The U.S. dollar weakened in choppy trading on Wednesday after the Federal Reserve cited risks to U.S. growth from austerity in Washington and maintained its plan to buy bonds in order to keep borrowing costs low to prop up the economy.
After the euro pushed to a two-month high against the greenback following disappointing economic data earlier on Wednesday, the Fed's statement weakened the euro zone currency, albeit briefly.
But the dollar spiked higher against the yen, climbing from an early two-week low, before slipping back.
(Read More: Has the Yen Hit Bottom Against the Dollar Already?)
In its statement following a two-day meeting, the Fed reiterated it will continue to buy $85 billion worth of bonds each month to support a moderately expanding economy that still has too high an unemployment rate.
Only a month or so ago, investors expected the Fed to start scaling back asset purchases.
"The talk of tapering (bond purchases) has not only been pushed to the back burner but pushed off the stove altogether. It's not something we're likely to see until 2014," said Michael Woolfolk, senior currency strategist at BNY Mellon in New York.
In late New York trade, the euro maintained a 0.15 percent advantage on the greenback, trading at $1.3186. The May Day holiday kept most of Europe's markets closed.
The European Central Bank is expected to cut the main euro zone interest rate at its monthly meeting on Thursday as the bloc's economy has weakened further.
(Read More: Why an ECB Rate Cut Could Be Too Little, Too Late)
"Going into the ECB meeting, it might cut its policy rate and it might give some forward guidance, which is the most you could expect to get. Those looking for quantitative easing from the ECB will be disappointed," said John Canally, investment strategist and economist at LPL Financial in Boston.
The U.S. dollar slipped 0.09 percent to trade at 97.32 yen.
Immediately following the Fed's statement the dollar had surged to a New York-session high of 97.54 yen before the gains eroded.
Over the last three trading days, the yen has found support around 97.18, the 38.2 percent Fibonacci Retracement level from the April 4 low to the April 11 high, according to Reuters data.
The dollar index, which measures the U.S. currency's value against a basket of currencies, dropped as low as 81.331, its weakest since Feb. 25. It was last at 81.606, down 0.17 percent.
Data released on Wednesday showed U.S. companies hired the smallest number of employees in seven months in April while manufacturing growth slowed.
Another report showed U.S. construction spending dropped to a seven-month low in March. Investors will get further clues about the health of the economy when the government releases its nonfarm payrolls report for April on Friday.

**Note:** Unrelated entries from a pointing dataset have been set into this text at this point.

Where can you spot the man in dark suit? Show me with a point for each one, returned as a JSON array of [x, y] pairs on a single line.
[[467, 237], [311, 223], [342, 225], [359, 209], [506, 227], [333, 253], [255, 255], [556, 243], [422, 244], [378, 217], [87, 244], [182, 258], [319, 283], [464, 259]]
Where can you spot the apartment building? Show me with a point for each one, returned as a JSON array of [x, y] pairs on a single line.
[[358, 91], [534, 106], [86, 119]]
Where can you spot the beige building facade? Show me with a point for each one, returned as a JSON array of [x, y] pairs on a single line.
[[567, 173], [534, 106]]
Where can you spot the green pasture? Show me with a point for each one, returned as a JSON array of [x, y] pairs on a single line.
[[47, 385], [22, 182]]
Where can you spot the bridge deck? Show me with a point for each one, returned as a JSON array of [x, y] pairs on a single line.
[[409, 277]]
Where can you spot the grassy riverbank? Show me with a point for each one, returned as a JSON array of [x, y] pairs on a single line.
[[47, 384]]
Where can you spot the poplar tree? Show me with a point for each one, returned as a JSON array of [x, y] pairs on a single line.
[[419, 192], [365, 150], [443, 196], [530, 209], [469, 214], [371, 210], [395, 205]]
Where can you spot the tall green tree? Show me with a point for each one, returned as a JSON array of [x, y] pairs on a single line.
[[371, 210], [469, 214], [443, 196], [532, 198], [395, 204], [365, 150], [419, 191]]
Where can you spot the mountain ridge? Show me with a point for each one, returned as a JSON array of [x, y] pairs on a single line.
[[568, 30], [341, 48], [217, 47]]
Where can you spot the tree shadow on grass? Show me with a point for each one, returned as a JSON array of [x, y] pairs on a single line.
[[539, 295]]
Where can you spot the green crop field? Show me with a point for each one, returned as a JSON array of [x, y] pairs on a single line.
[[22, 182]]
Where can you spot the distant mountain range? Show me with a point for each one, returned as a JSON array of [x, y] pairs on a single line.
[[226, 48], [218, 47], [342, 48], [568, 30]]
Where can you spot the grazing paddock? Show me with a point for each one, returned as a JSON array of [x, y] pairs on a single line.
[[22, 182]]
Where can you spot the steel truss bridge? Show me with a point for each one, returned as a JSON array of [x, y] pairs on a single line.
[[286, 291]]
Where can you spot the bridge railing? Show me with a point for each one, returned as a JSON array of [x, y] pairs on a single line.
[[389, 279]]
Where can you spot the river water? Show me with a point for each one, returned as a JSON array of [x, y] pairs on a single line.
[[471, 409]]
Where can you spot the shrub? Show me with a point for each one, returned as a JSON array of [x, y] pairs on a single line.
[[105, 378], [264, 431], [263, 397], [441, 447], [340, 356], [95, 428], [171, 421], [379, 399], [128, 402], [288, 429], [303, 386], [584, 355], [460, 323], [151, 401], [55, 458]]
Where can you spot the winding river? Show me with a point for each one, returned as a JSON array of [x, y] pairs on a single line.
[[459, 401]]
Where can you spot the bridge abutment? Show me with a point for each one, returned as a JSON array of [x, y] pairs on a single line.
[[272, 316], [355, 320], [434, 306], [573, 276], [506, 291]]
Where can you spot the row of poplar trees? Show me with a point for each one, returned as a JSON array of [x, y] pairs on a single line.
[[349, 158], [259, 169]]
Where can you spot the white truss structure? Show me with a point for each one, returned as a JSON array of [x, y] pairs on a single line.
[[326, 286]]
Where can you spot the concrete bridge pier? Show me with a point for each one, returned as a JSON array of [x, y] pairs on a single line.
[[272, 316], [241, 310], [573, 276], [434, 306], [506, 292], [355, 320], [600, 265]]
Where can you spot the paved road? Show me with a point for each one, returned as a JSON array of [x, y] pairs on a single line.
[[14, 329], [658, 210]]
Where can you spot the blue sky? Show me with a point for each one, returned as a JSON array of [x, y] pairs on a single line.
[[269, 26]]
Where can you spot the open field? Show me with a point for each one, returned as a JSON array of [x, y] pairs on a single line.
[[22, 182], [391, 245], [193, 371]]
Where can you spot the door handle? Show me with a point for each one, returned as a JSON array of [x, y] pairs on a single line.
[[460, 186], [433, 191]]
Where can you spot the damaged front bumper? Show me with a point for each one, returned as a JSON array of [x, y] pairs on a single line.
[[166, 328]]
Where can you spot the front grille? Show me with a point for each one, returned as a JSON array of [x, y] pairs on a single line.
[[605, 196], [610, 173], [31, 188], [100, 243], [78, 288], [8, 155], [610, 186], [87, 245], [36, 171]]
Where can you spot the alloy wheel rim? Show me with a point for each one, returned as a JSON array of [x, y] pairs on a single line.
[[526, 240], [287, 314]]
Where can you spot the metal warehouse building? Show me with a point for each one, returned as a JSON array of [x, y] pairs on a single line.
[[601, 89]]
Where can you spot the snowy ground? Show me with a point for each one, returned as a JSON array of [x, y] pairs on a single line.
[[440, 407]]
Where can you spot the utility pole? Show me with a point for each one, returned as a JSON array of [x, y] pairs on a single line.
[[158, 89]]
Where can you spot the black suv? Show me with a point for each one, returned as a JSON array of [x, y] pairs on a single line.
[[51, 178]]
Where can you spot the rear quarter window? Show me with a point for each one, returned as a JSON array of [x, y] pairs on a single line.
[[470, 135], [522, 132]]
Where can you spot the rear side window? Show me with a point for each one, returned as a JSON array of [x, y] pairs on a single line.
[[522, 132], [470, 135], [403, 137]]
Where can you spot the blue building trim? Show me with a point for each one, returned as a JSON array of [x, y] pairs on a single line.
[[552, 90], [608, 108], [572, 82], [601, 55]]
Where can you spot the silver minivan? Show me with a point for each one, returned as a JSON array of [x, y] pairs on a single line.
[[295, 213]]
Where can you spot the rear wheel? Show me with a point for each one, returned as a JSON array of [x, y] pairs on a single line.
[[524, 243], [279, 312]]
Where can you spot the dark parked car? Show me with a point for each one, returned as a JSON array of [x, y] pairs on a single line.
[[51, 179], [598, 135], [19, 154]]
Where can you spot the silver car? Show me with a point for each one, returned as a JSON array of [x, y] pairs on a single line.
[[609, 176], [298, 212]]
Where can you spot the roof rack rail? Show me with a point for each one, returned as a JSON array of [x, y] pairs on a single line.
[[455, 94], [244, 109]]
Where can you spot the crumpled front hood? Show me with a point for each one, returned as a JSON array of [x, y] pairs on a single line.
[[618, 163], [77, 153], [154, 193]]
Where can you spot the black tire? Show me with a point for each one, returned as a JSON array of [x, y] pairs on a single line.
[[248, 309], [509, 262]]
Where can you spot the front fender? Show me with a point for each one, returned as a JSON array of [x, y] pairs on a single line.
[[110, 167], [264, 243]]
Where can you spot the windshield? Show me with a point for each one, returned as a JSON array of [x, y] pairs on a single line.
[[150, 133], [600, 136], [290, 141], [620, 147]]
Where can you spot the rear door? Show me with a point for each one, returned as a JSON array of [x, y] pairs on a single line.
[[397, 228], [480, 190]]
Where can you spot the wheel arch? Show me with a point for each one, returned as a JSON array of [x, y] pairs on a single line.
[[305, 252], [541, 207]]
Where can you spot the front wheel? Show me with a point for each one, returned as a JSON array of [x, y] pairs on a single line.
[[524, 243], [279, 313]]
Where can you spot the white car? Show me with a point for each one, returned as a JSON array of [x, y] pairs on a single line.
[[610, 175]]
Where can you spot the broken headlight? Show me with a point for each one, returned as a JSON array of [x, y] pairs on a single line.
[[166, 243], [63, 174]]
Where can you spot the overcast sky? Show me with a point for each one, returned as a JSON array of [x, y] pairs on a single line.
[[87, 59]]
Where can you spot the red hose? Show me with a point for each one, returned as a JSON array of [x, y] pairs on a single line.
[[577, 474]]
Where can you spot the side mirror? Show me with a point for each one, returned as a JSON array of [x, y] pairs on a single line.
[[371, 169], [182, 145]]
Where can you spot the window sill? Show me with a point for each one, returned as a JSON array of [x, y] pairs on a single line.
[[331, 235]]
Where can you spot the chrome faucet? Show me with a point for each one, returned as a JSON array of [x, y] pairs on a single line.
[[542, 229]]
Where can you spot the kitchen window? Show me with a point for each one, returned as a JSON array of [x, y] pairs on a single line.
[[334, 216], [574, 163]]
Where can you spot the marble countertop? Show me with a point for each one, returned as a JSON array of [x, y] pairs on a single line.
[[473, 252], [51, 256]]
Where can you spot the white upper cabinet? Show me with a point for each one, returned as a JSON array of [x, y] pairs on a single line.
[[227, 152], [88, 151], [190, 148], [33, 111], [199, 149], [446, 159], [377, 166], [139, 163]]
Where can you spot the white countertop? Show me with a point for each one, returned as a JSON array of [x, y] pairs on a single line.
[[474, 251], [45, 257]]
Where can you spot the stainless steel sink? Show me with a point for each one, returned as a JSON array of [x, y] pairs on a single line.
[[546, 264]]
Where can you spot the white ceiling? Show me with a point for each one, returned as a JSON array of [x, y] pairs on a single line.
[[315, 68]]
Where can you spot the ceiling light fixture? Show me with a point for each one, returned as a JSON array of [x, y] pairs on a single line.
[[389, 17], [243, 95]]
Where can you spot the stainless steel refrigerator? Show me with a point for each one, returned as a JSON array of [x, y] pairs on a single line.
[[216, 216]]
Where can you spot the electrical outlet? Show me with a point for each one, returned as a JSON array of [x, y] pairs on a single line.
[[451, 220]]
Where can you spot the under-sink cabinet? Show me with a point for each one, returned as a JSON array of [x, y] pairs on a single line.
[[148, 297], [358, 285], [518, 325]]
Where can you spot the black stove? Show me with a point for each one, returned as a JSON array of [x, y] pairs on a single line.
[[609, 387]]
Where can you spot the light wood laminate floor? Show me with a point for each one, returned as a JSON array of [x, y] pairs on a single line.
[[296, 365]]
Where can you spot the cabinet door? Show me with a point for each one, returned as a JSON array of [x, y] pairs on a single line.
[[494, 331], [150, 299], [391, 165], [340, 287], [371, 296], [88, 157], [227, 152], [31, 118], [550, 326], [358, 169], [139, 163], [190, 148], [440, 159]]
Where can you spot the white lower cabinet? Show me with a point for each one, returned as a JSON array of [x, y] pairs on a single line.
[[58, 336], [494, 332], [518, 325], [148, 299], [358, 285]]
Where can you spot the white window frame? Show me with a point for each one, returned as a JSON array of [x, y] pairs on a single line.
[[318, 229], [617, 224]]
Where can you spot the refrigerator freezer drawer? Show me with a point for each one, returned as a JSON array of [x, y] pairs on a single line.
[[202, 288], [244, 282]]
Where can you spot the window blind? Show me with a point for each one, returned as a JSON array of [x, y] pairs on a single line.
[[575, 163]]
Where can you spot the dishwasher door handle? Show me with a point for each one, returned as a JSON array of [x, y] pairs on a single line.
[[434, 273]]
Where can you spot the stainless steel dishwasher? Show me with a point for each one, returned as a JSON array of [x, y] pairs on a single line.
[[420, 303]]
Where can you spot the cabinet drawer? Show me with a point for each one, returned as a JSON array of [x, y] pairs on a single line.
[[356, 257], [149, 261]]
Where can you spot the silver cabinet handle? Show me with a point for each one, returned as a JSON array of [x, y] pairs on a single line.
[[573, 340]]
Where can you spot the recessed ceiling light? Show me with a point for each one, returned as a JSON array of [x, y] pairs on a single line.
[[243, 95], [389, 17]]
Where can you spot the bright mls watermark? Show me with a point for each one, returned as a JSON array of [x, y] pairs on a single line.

Economists are looking for job growth of 145,000 last month, up from 88,000 for March.
The pound spiked to a session high of $1.5604 after the Fed's decision, its best showing since mid-February. Earlier strength for sterling was underpinned by a better-than-expected U.K. manufacturing survey. It last traded at $1.5561, up 0.19 percent on the day.
The Australian dollar fell 0.9 percent to $1.0276 after data showed growth in China's manufacturing sector unexpectedly slowed.